Vanessa Voigt spricht offen über ihre mentalen und körperlichen Probleme. Sie wolle sich nicht verstecken und anderen zeigen, dass nach einer schweren Zeit trotzdem die Sonne irgendwann wieder scheine. Es habe ihr gutgetan, den Sport auch mal aus einer anderen Perspektive zu betrachten.
„Es war eine lehrreiche Zeit für mich. Ich habe gemerkt, dass ich auf mich hören muss. Natürlich braucht ein Sportler ein Team, und da muss man sich an der ein oder anderen Stelle anpassen, aber letztendlich stehe ich allein am Start und muss es bis zur Ziellinie schaffen.“ Sie habe gesehen, dass es eine ihrer Stärken sei, im Kopf fit zu sein und Eindrücke verarbeiten zu können. „Ich möchte in Zukunft mit meinem Team offener kommunizieren. Vielleicht ist es eine Stärke, Schwäche zu zeigen“. Für diese Erfahrungen sei Vanessa Voigt dankbar.

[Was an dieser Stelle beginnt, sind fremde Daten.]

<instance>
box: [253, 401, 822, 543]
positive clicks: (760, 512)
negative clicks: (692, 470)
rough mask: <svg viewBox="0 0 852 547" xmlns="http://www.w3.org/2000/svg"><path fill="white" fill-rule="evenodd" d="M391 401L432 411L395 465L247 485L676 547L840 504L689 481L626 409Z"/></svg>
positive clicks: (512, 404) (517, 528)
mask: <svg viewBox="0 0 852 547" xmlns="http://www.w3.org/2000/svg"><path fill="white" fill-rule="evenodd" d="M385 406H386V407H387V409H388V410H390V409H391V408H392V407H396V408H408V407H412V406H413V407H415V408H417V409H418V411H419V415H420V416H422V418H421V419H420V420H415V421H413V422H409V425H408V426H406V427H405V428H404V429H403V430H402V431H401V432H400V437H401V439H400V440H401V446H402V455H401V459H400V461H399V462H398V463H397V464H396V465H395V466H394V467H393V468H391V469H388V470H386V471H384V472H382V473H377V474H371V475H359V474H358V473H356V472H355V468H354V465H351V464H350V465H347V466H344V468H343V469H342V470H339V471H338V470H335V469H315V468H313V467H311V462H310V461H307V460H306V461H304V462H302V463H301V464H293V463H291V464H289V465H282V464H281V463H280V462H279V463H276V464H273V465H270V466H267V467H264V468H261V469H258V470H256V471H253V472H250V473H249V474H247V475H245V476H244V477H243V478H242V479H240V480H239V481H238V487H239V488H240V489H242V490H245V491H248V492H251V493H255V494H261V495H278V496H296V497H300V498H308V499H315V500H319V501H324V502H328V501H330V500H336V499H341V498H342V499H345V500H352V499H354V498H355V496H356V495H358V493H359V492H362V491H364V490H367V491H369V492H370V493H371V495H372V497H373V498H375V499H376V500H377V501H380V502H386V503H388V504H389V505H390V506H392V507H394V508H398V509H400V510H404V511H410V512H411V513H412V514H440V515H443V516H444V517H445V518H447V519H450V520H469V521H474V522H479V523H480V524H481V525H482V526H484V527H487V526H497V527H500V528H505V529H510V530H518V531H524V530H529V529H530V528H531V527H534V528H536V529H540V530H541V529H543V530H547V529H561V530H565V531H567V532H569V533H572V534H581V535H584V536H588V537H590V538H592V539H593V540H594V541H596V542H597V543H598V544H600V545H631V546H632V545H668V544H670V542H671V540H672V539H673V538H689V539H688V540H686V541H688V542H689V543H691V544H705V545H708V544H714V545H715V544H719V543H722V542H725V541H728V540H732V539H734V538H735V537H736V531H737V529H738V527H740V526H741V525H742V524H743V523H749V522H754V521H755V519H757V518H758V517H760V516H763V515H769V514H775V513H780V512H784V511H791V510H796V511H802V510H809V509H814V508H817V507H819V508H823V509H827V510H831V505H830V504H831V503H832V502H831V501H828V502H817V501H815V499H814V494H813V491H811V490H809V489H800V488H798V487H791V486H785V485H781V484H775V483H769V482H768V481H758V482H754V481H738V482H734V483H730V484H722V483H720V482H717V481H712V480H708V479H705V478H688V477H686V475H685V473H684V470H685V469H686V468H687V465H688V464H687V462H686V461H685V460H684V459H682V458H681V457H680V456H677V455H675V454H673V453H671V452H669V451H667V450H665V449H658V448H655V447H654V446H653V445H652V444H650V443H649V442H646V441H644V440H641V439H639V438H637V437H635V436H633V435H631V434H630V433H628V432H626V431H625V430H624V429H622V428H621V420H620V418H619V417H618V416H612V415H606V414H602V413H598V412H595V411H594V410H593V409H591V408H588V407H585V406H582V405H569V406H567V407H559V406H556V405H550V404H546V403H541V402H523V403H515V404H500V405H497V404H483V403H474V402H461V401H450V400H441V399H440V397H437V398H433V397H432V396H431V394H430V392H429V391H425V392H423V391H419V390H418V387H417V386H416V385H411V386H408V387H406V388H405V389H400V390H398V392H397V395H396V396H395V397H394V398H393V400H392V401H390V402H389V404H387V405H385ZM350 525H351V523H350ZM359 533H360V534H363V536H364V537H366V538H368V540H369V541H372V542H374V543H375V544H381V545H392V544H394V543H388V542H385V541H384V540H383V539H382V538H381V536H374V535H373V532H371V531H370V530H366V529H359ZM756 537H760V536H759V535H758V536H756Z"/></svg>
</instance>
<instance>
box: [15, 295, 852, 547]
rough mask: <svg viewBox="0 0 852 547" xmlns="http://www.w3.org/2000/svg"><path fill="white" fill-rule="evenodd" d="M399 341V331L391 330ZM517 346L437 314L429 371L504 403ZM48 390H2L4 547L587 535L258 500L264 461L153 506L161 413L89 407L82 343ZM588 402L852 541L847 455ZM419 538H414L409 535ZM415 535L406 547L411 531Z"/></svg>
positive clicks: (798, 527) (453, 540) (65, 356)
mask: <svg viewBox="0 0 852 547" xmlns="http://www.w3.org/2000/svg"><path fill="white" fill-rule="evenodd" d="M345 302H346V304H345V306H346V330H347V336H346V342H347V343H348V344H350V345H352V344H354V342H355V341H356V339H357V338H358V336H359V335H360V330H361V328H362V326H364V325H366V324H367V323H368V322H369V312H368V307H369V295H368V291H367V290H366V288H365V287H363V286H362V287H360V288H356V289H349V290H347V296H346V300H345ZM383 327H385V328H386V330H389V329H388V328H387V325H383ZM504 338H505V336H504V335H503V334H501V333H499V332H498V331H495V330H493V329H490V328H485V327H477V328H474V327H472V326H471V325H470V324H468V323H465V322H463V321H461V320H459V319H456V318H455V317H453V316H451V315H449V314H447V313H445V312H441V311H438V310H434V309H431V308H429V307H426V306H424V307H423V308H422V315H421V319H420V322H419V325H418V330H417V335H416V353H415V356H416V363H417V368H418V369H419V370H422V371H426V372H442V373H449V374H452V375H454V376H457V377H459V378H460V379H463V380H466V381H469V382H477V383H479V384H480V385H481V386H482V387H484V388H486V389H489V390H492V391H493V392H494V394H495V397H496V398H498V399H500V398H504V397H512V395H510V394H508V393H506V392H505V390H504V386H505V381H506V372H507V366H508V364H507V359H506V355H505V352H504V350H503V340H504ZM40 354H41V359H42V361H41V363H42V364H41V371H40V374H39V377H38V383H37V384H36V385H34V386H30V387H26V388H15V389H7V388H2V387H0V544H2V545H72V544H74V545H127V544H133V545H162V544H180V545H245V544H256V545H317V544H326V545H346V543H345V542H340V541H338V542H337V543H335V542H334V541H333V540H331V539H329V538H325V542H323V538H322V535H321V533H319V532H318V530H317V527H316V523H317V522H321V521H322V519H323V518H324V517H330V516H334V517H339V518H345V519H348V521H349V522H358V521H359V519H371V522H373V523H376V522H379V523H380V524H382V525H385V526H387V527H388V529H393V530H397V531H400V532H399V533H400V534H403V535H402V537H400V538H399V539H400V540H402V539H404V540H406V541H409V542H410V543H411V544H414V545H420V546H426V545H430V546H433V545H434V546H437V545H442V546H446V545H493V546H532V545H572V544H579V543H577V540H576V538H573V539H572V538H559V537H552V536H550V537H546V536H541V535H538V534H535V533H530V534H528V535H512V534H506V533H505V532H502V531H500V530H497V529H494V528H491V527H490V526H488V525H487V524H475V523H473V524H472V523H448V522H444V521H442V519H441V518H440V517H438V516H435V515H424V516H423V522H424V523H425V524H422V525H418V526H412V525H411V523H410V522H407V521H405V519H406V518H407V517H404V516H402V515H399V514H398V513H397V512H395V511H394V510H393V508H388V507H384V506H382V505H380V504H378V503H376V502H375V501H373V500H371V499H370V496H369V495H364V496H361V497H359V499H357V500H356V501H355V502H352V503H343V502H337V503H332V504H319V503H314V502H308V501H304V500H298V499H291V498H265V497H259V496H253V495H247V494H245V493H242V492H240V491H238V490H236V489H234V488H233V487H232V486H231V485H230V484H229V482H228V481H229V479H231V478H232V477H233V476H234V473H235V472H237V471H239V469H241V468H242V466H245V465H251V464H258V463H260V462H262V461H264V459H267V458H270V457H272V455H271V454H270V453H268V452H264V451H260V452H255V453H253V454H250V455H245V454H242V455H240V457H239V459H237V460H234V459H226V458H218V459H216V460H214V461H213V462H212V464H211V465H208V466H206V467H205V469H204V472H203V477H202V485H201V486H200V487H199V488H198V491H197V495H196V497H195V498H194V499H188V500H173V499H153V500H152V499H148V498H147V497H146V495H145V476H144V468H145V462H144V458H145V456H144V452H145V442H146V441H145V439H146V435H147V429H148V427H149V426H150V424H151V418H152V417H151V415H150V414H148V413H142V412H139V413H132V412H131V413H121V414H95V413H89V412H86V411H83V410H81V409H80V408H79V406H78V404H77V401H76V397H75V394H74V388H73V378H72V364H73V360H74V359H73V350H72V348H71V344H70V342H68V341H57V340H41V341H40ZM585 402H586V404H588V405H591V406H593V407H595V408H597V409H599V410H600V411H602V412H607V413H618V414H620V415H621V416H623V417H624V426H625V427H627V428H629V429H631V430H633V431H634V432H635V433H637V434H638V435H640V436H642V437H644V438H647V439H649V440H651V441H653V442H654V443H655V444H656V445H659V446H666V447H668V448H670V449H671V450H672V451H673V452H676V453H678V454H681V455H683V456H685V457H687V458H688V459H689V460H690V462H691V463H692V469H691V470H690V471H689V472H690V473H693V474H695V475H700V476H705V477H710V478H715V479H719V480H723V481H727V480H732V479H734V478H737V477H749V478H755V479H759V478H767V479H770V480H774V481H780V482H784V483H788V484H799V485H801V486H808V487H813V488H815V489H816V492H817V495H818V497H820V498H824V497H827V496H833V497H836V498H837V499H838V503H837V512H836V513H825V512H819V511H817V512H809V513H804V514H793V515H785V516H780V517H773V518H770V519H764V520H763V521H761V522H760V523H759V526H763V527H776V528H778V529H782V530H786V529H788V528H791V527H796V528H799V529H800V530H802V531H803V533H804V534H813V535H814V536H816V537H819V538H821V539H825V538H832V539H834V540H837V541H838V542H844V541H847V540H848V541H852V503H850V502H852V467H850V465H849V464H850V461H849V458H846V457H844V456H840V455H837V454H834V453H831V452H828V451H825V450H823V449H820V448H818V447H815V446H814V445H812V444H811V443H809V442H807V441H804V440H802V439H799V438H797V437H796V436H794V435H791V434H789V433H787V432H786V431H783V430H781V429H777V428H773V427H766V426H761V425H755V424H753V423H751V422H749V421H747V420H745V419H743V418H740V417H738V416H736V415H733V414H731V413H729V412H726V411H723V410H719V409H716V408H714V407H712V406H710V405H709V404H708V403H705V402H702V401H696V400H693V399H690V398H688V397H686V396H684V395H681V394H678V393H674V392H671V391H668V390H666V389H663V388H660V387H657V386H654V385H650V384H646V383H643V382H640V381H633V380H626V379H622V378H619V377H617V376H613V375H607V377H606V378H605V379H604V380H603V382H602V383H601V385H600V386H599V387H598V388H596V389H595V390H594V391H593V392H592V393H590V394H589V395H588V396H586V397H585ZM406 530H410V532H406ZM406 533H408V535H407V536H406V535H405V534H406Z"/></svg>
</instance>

Für die neue Saison wünscht sich Vanessa Voigt, mit Leichtigkeit und einem Lächeln am Start zu stehen. Sie sei sich bewusst, dass die Saison besonders ist, da die Olympischen Winterspiele in Antholz vor der Tür stehen. Da sie jedoch schon eine olympische Medaille bei den Spielen von Peking gewonnen hat, mache sie sich keinen Druck, unbedingt Edelmetall sammeln zu müssen.
„Ich habe Olympische Spiele schon erlebt, kenne das olympische Flair. Natürlich will ich als Sportlerin zum Höhepunkt meine beste Leistung zeigen und ich freue mich auch schon auf die Stimmung vor Ort. Aber am Ende bin ich zufrieden, wenn ich gute Rennen gemacht habe. Wozu das dann reicht, wird man sehen.“
Ihr fehlt noch der Platz auf dem obersten Treppchen des Podiums. Das möchte Vanessa Voigt in ihrer Biathlonkarriere noch erreichen, egal ob im Weltcup oder bei den Olympischen Spielen. Sie ist überzeugt davon, dass sie es schaffen kann, wenn sie zu ihrer alten Stärke zurückfindet.